# Screen printing repeat orders, name drops, custom colors



## grdngirl (May 12, 2015)

Hi,
If anyone has any input or suggestions, it would truly be appreciated! 

I started a small company based on my art and am still on a tight budget. I sell products with my coastal designs printed on them. At this time, my major product are my kitchen towels. I taught myself to screen print, so have been using basic materials, hand screening with screens made from picture frames, sheer curtains and acrylic craft paints mixed with a medium. I work with a board and hinge clamps. 

I am now starting to get busier, but sometimes only need occasional help until I get more stores. But if I'm always doing the labor, I can't work on other aspects of my business, including my art. 

So far, I have found only one person willing and able to work with me and now he has gone silent. 

I have tried going to a DTG printer, but was unable to get the bright colors I need, especially, aqua, turquoise, etc. 
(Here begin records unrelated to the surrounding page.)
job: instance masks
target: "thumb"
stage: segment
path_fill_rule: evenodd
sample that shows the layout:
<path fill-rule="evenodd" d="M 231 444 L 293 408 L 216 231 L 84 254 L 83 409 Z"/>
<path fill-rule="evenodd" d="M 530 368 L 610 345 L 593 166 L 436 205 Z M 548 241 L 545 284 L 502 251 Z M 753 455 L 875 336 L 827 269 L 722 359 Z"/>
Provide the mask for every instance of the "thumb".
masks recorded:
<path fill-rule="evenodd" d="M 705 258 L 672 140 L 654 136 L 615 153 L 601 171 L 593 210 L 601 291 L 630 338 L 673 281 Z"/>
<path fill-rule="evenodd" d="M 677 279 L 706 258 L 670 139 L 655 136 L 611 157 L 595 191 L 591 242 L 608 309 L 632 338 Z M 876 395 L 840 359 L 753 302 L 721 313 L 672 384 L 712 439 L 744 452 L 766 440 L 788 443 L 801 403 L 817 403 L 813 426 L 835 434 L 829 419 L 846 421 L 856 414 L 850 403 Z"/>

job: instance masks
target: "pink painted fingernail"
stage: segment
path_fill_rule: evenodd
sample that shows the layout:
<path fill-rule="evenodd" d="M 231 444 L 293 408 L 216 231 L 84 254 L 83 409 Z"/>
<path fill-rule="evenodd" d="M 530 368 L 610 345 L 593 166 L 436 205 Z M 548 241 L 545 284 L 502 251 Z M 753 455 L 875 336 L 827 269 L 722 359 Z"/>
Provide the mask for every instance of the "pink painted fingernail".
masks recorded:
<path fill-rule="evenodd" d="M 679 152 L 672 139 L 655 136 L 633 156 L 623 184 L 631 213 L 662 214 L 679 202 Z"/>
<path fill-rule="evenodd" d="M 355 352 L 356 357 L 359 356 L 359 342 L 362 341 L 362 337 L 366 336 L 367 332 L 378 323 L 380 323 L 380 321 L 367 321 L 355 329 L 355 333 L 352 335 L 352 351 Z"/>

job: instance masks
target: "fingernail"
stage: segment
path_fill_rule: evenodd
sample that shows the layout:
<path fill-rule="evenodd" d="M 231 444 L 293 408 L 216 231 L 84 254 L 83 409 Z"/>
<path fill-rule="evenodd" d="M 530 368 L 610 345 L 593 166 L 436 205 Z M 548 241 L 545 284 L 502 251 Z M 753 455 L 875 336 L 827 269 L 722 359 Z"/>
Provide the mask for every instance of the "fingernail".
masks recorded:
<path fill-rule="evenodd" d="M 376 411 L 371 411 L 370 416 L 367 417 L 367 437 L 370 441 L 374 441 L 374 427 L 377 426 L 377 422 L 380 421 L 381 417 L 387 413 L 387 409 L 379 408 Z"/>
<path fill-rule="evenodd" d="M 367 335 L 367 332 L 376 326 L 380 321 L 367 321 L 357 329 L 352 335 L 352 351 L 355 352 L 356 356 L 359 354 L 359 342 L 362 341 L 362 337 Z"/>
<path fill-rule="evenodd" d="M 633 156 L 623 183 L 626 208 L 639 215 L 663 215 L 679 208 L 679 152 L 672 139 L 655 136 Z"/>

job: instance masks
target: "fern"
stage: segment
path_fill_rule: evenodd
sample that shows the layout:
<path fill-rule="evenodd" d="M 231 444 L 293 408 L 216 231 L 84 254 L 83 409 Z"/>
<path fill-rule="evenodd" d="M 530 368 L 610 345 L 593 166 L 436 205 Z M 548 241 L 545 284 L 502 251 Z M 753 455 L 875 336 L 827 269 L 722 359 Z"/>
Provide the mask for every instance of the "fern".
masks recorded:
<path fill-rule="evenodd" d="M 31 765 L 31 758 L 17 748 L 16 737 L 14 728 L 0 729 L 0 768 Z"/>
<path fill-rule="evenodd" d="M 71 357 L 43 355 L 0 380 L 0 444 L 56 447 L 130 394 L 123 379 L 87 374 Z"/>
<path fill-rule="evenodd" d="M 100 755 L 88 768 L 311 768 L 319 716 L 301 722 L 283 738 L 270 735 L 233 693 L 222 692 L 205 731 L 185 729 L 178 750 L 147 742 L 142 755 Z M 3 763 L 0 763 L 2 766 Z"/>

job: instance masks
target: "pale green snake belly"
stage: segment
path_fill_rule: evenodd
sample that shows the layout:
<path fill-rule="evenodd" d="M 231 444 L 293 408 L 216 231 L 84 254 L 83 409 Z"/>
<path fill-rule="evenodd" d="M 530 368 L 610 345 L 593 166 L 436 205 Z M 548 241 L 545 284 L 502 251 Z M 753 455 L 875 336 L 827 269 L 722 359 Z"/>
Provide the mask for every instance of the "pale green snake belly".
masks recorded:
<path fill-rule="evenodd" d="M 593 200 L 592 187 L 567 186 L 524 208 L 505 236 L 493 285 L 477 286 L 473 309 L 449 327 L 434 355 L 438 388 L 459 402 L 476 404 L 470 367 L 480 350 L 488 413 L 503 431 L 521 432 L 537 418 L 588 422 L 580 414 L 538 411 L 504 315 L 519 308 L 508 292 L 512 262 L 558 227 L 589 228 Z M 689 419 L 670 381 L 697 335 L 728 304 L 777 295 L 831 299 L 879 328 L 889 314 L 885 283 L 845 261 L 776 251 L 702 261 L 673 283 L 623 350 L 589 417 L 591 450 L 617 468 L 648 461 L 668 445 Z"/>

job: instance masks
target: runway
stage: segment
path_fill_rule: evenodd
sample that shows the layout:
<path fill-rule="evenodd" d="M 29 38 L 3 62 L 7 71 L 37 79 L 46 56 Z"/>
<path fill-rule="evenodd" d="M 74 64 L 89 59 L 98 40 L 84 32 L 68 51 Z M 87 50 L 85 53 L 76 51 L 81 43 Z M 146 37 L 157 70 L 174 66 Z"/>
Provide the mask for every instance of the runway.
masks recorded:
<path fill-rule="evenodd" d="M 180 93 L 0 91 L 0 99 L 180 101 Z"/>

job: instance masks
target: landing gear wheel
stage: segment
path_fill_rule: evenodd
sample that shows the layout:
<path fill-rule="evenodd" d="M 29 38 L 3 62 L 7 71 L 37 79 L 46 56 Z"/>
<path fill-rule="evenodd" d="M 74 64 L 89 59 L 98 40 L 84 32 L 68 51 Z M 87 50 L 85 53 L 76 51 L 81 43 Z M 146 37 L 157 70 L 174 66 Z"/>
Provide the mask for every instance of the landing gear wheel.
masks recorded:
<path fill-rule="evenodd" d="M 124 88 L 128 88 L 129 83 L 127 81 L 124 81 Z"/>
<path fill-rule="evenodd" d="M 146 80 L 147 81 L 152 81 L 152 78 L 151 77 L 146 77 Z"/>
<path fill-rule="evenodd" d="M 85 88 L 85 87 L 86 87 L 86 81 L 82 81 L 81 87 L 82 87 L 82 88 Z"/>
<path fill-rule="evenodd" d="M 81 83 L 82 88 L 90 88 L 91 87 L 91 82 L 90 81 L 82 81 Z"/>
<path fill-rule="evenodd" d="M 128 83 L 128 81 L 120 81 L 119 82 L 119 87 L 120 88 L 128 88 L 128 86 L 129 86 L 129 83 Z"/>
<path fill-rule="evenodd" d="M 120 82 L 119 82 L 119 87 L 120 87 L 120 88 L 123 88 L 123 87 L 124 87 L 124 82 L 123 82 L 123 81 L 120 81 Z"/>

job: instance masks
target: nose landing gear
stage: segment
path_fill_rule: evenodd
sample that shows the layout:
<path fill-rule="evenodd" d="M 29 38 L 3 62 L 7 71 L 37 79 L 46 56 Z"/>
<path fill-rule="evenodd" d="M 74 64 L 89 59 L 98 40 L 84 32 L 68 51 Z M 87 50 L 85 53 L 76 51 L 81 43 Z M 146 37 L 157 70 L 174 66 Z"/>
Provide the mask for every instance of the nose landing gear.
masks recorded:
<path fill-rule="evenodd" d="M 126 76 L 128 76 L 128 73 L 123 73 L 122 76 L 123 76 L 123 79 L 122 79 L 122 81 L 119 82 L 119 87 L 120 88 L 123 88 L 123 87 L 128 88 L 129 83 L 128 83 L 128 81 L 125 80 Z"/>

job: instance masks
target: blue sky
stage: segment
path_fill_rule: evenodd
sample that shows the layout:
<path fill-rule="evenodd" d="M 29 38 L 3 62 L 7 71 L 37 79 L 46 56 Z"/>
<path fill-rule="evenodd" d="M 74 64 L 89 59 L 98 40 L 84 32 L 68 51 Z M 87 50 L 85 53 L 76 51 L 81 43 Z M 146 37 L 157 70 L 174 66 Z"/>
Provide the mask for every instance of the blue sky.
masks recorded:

I would like to find a screen printer nearby (I'm in the Westside Costa Mesa, CA warehouse area) who would be able to match my colors, as well as be able to either use my screens or have a system where they can have the screens on hand because I have repeat orders including name drops. My clients are all located in coastal areas where there is a lot of tourism. Because It's not T-Shirts (yet), I only keep adding to my designs, which are simple, one color designs at this time. 

Thanks for your help!


----------